To Build the Sandwich: Layer 1 slice of toasted bread with lettuce, tomato, tuna and marinated artichokes. Sprinkle additional salt, pepper and lemon vinaigrette and top with second piece of toasted bread.

Subsitutions and Options: An alternative to stovetop poaching is to poach the fish in the oven. Place the tuna in a casserole or non-reactive ovenproof dish. Heat the olive oil, bay, thyme, garlic and lemon in a saucepan on top of the stove. When the oil mixture reaches 190°F, ladle the oil mixture over fish to completely submerge medallions. Transfer the dish to a pre-heated 250°F oven and continue cooking, uncovered, for 3 to 5 minutes or until the tuna is still pink in the center. Do not let the oil boil.
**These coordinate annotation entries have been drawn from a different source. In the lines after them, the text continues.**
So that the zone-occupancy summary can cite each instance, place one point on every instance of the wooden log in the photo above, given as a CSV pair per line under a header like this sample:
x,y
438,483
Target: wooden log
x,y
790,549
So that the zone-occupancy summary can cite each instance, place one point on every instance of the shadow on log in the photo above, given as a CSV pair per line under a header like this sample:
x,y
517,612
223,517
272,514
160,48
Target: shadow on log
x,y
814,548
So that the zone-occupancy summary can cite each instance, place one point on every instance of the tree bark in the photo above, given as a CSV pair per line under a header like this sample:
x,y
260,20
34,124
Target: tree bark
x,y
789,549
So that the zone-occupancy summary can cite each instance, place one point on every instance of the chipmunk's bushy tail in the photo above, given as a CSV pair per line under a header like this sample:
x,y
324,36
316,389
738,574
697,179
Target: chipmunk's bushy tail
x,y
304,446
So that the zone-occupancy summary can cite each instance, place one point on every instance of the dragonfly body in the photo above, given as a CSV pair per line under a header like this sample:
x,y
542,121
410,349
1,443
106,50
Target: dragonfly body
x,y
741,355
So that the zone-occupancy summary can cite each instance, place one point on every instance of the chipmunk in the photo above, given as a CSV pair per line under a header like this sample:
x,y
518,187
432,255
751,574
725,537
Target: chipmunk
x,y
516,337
Wine Notes: For this dish, as with much of life itself, there are two paths you can travel. A dry white wine that coats the palate will broaden the ocean-like taste of the tuna, while a soft, delicate, slightly smoky, herbal- and garlic-scented red wine will bring out the earthy richness of the fish and match the flavored olive oil.

Recommended: A Signorello, Seta, Sémillon-Sauvignon Blanc, Napa Valley, California is the perfect ABC (anything but Chardonnay) wine. This 60/40 sémillon/sauvignon blend is silky smooth and lemony on the palate living up to its Italian moniker “Seta”, (Italian for silk).

Alternatively, choose a Chehalem, “Three Vineyard”, Pinot Noir, Willamette Valley, Oregon. The Three Vineyard is a wine blended from their three estate vineyards and bottled before their single vineyard and reserve wines. According to co-owners Bill and Cathy Stoller, the Three Vineyard represents the very populist notion that egos and individuality may elevate some brothers and sisters, but the rest of us together are just as wise and powerful, sometimes even more so.